In Crio, le bombe volanti superstiti continuavano a torneare sopra i rottami in fiamme del loro Luftmörder. Di tanto in tanto, una di esse lanciava un cavedano a cacciarsi nel relitto, come sperando di riportarlo in vita.

Con strida strazianti, veri funebri lamenti, rimasero a vegliare le spoglie mortali del loro condottiero sconfitto finché, una dopo l'altra, terminato il carburante precipitarono.

Il Luftmörder di Febe e il suo corteggio di bombe volanti giunsero a sorvolare Meti, constatando che, come in Teti e Tea, un gigantesco incendio stava distruggendo la base collocata sul cavo centrale.

Il Luftmörder era alle prese con un problema tattico. Aveva avuto ordine di attaccare l'Esercito di Bellinzona in Crono, distante duemila chilometri. Ma egli possedeva un'autonomia di milleottocento chilometri.

Se avesse risalito il raggio di Febe e traversato il mozzo, ridiscendendo poi lungo il raggio di Crono, sapeva che non avrebbe avuto problemi del genere.
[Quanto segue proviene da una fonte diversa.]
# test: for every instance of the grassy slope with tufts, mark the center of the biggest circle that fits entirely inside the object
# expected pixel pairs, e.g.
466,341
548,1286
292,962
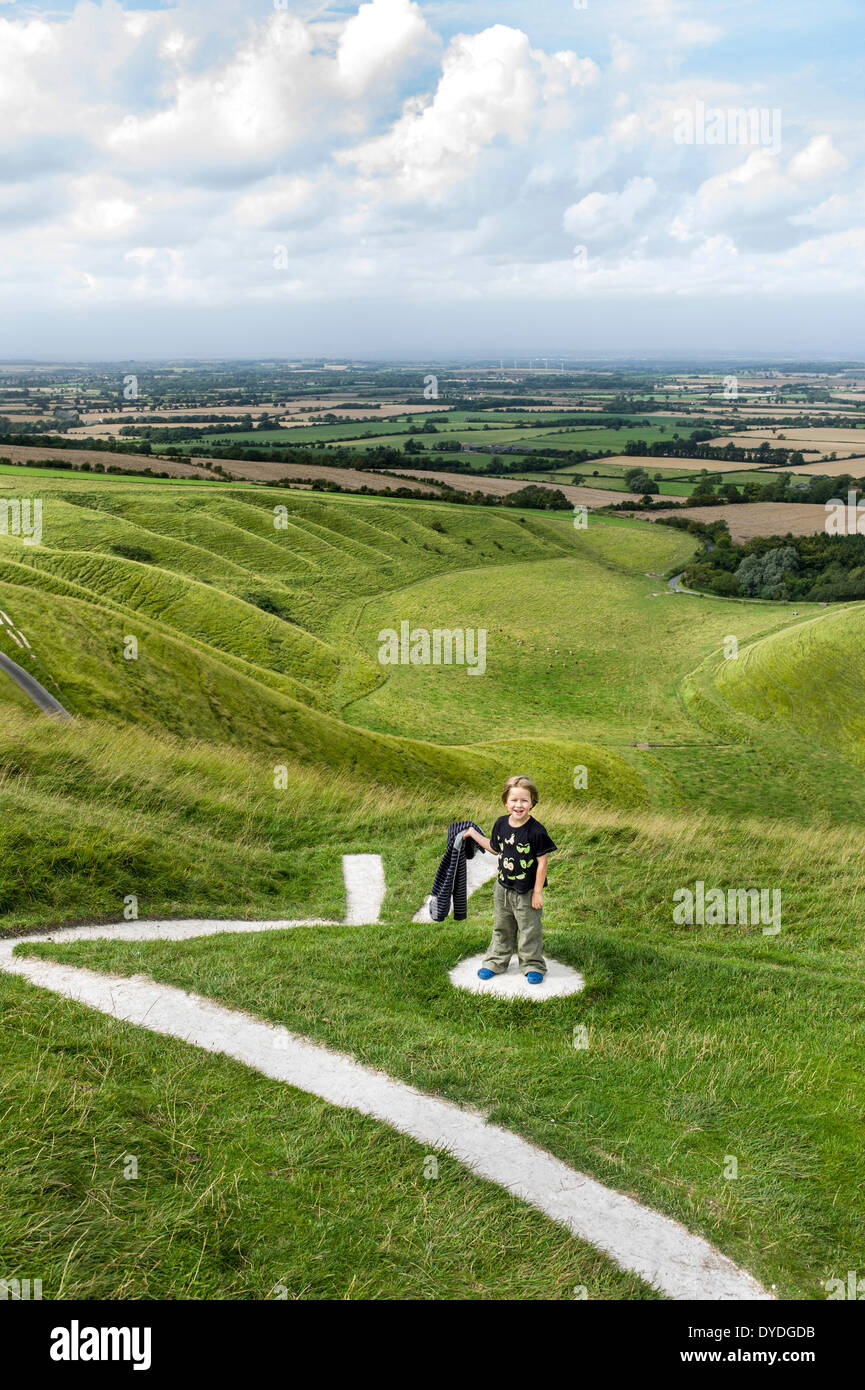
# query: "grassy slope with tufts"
704,1041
A parte il fatto che sarebbe stata un'eccellente azione di sorpresa.

Ma aveva fatto conto di ottenere carburante in Meti. Nessuno aveva provveduto ad informarlo che lungo il tragitto non vi sarebbero state soste di rifornimento, e fra le Direttive Primarie era compreso l'obbligo di procedere lungo il bordo per il compimento di qualunque missione, salvo diverse istruzioni. Tale Ordine doveva avere qualcosa a che fare con certe iniziative per la lotta ai rumori molesti nella zona del mozzo. Notoriamente, lassù ci stava Gea — o quanto meno una parte di lei — e poteva darsi benissimo che il rombo dei Luftmörder le desse il mal di testa.

Non esistevano tuttavia termini come disperazione o impossibilità, nel vocabolario del Luftmörder. Concluso l'attraversamento di Meti entrò in Dione… dove vide le carcasse in fiamme di coloro i quali l'avevano preceduto… indefettibilmente e supernamente fiducioso che la sua missione sarebbe stata condotta a termine. Le sue bombe volanti, provviste ciascuna di un solo motore, avevano un'autonomia di duemilacento chilometri. Esse sarebbero giunte a destinazione, e avrebbero combattuto.

Nel cielo di Giapeto diede l'addio all'ultima stilla di carburante, e si trovò di fronte a un dilemma.

Le bombe volanti non erano intelligenti. E limitato era il repertorio di ordini cui sapevano obbedire. "Seguitemi", "Attaccare", "Prepararsi al bombardamento", "Adottare azione difensiva", "Affrontare il nemico"… cose del genere. Cercò nell'elenco. Non esisteva un ordine come "Proseguite senza di me".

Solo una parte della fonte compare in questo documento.